When searching for jobs, most applicants research the company and what the benefits and perks are of working for that company. They are lured by rooftop Yoga, SoulCycle Wednesdays, beer on draft at the office, ping pong tables and virtual reality rooms. But COVID hit and most of the workers went virtual. For HR and People professionals, the way we attract candidates had to change in this pandemic world. How are companies pivoting with their benefits and perks packages?
Before COVID hit, the ability to WFH (work from home) or remote work was considered a perk by most organizations and their employees. Thus, a company with a WFH policy was more attractive to candidates versus a company that was 100% on-site. When COVID hit, WFH was no longer considered a perk and flexibility became expected by most employees. A recent Harvard Business School study of 1,500 remote workers reveal that only 18% of employees want to go back to the office full-time; 27% want to go permanently remote and 61% want a combination of both – primarily at their own discretion and on their terms.
Some companies have embraced the fully remote model and started incorporating new strategies and policies into their culture and into their Employee Handbooks. As companies switch to a fully remote or hybrid model, we are seeing a new trend of employee benefits and perks moving towards reimbursements for home office, internet and utilities usage, and food delivery allowances. One must not ignore, however, that this global pandemic brought about a mental health decline for most workers – with blurred boundaries between work and home – people ended up cutting commutes and working all the time. HR and People experts responded by looking into expanding employer-sponsored health insurance packages to include Telehealth, Employee Assistance Program (EAP), and/or virtual counseling and hosting wellness workshops. An increase in childcare support is also a valued benefit to employees and some companies offer stipends for babysitting. PSI-CRO, for example, introduced virtual wellness classes, virtual art and cooking classes as connection or team-building activities from companies such as Bluefire Leadership, and various contests to engage their employees while remote.
James Kinney, Global Diversity & North American People Chief at Ogilvy Advertising, talks of how it takes immense energy to always be “on” and feature day-in-day-out in our social media “people contest” way of life. Kinney challenges companies to intentionally set aside time to allow people to “get out of our heads”. He inspires his 10,000 worldwide colleagues with the idea of 2 hours a month doing something purely creative as a corporate sponsored self-care activity.

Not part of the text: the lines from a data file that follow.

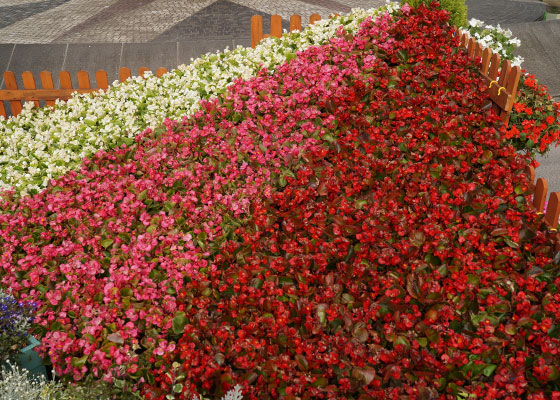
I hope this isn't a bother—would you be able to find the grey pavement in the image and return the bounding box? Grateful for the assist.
[0,0,560,192]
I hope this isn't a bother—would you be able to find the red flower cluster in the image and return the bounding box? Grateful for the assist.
[505,70,560,155]
[145,3,560,400]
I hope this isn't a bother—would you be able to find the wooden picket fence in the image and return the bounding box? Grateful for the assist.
[0,67,167,117]
[526,167,560,247]
[251,14,324,48]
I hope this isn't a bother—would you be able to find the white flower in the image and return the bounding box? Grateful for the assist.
[469,18,484,28]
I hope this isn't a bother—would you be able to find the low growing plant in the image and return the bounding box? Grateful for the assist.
[506,70,560,157]
[0,288,35,363]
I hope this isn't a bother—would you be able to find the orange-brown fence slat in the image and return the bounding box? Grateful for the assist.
[39,71,55,107]
[461,33,469,47]
[525,165,536,185]
[480,48,492,75]
[95,69,109,89]
[77,70,91,89]
[4,71,23,117]
[500,65,521,125]
[467,38,476,58]
[490,60,511,116]
[474,42,482,59]
[533,178,548,213]
[290,14,301,32]
[309,14,321,25]
[270,14,282,38]
[138,67,150,78]
[544,192,560,229]
[21,71,39,107]
[251,15,263,48]
[119,67,132,82]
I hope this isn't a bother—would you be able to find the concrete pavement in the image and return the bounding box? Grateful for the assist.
[0,0,560,191]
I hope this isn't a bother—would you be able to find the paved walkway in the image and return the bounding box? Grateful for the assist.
[0,0,560,191]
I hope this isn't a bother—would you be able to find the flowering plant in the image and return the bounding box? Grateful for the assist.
[137,9,560,400]
[506,70,560,156]
[0,288,35,362]
[0,3,400,195]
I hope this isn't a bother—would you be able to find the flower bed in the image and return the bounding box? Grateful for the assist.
[139,10,560,399]
[0,3,400,195]
[0,3,560,399]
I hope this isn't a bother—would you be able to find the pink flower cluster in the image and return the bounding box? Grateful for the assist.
[0,11,392,380]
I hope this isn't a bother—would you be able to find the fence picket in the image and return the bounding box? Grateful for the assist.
[78,70,91,89]
[4,71,23,115]
[474,42,482,58]
[480,47,492,75]
[467,38,476,58]
[270,14,282,38]
[309,14,321,25]
[251,15,263,48]
[544,192,560,229]
[21,71,39,107]
[39,71,56,107]
[138,67,150,78]
[533,178,548,213]
[500,65,521,125]
[58,71,73,89]
[290,14,301,32]
[119,67,132,82]
[488,53,500,81]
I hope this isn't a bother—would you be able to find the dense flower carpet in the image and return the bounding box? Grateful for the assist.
[0,0,560,400]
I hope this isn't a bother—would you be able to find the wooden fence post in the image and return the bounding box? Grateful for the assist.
[544,192,560,230]
[251,15,263,49]
[119,67,132,82]
[21,71,39,107]
[95,69,109,89]
[290,14,301,32]
[309,14,321,25]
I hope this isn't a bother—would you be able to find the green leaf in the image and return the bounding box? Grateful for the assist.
[101,239,113,249]
[482,364,498,377]
[172,311,187,335]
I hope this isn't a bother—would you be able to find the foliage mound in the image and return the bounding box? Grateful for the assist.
[0,6,560,400]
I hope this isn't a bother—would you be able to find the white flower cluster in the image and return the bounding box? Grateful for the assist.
[0,361,60,400]
[0,3,400,195]
[193,385,243,400]
[468,18,525,66]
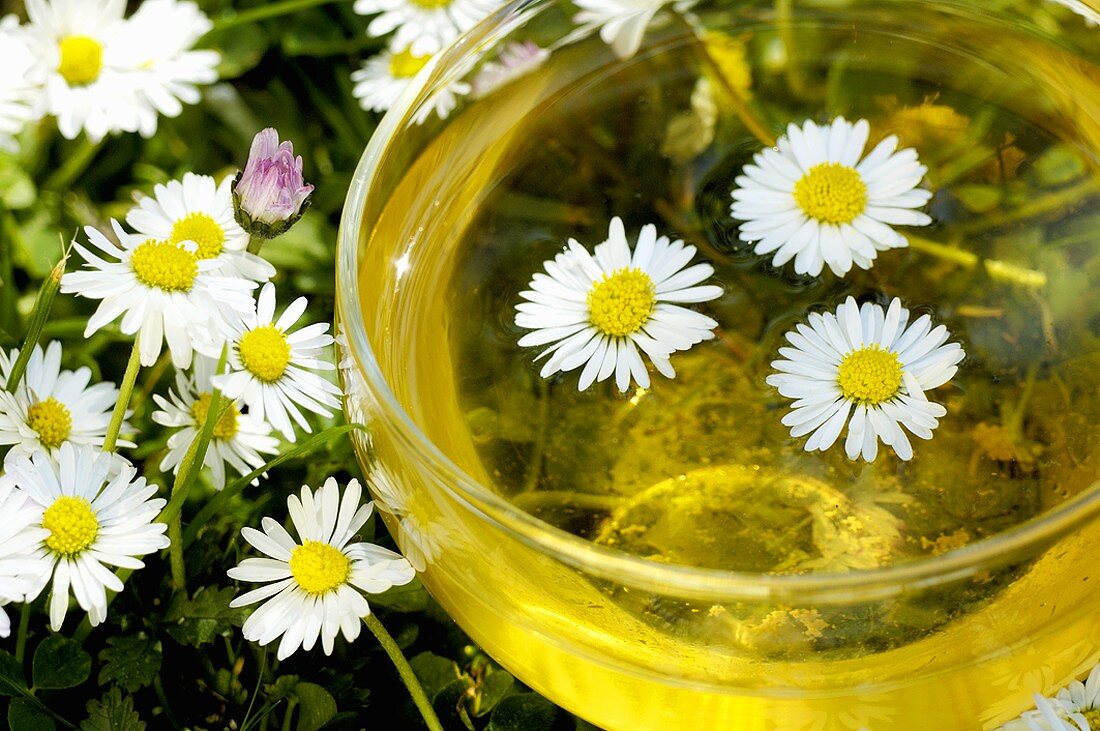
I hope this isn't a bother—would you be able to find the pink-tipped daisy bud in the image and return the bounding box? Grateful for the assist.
[233,128,314,239]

Danone Simpson from Montage Insurance Solutions has created a virtual health fair website allowing clients their own private page for their benefit programs, webinars, access to exercise, meditations and vendors offering a variety of services for employees. With Zoom burnout and employees feeling they are working in a silo, allowing employees to pace themselves and connect live to their peers with fun times together telling stories that help them bond is enabling a better culture. Quick Teambuilding activities for Busy Managers by Brian Cole Miller has become a favorite to further engage and build company culture. Partner with your broker to see if they offer wellness services such as sound baths, healthy doc talks, virtual yoga or any other free services for your employees.
Sarah Prince of United Agencies Insurance and host of Spotlight with Sarah notices that “as we emerge from this pandemic, employees are hungry for quality of life benefits”. Work life balance is desired more than ever and companies who understand the correspondence between an engaged employee and increased productivity are those winning by being more than happy to offer their employees these types of benefits. Whether it is food delivery every Friday at their staff’s homes or the ability to work from anywhere in the world like PwC announced earlier this month, the best companies are letting go of old paradigms and evolving their benefits and perks to offer those that embrace diversity and inclusion (flexibility) and improve their workers’ current standard of living!
According to Brian Lacher of Nielsen Benefits Group (NBG), the latest benefits extend beyond our employees and into expanded families. Brian explains that since the beginning of COVID-19, it’s no secret that the utilization of virtual healthcare has erupted to historic levels for people all across the US and the world. But what is lesser known to the public, is that there are virtual healthcare resources for employee’s fur-babies as well. Animal virtual healthcare providers like Airvet are a great resource to employers looking to enrich the employee benefit offering by giving their employees nearly instant access to veterinary support for animal medical needs. At NBG, says Lacher, we’ve witnessed virtual animal healthcare emerging as a lesser known resource that goes a long way with improving an employer’s benefit offering.